You can read David Appell's takedown of blogging here; I'm not going to comment on the merits of his arguments because the virtues and sins of blogging have been debated ad nauseum and because frankly I wouldn't get anything else done today. (Buy me a beer, though, and I won't shut up about it.) I will say that in the reactions to his post, you can see the ambivalence bloggers you probably know well often have about their own craft. See Yglesias ("I started writing this blog as a hobby; I thought it would be a fun thing to do. And I not only continue to enjoy writing it, but people pay me to write it. But the mere fact that I'm writing it doesn't make it a worthwhile thing to read, which is why the overwhelming majority of Americans have never read this blog and never will.") and Zengerle. Other bloggers I've talked to in my personal life have confessed the same thing.
I think readers can see this come through in my blogging from time to time as well. Recent quotes from me:
At the end of a post about Bush and McCain both wearing crocs: "I get to blog about presidential footwear. It really is a ridiculous thing."

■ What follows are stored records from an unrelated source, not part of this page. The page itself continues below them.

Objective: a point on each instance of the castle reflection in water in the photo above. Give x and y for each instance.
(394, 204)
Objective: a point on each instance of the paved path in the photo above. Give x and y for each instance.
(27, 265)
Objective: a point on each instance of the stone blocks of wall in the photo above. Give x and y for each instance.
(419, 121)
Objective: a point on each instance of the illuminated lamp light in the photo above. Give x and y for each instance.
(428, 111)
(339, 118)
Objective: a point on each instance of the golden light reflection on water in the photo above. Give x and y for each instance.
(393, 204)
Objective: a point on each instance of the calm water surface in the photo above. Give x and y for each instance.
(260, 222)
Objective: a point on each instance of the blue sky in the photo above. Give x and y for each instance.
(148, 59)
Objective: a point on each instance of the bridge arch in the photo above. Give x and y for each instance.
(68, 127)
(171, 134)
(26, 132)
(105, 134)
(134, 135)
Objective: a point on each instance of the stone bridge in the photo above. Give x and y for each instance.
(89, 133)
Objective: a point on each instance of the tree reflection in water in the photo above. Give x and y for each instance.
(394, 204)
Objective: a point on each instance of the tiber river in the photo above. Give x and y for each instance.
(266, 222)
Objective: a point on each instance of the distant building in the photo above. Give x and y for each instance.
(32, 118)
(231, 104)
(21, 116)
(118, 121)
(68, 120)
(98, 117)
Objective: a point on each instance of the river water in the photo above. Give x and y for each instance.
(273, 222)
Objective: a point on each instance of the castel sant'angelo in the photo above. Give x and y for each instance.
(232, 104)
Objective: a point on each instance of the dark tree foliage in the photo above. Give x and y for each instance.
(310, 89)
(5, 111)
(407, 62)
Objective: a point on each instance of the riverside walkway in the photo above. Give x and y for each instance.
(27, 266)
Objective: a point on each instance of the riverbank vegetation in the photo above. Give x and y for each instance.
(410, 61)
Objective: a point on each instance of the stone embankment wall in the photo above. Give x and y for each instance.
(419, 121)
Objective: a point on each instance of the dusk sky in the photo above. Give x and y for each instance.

At the end of a long post about whether Mitt Romney's fundraising prowess makes him worthy of consideration as McCain's VP: "Listen, if you made it through this much horse race speculation, I hope you at least took a moment to check out our debate on the future of America's Iran policy."
Which is to say, I hope if you've read me, you've also read something substantive today.
Stupid but probably necessary disclaimer: The blogosphere is filled with wonderful people and wonderful outlets that combine to do wonderful things. Don't get me wrong. But you can applaud the macro while lamenting the micro.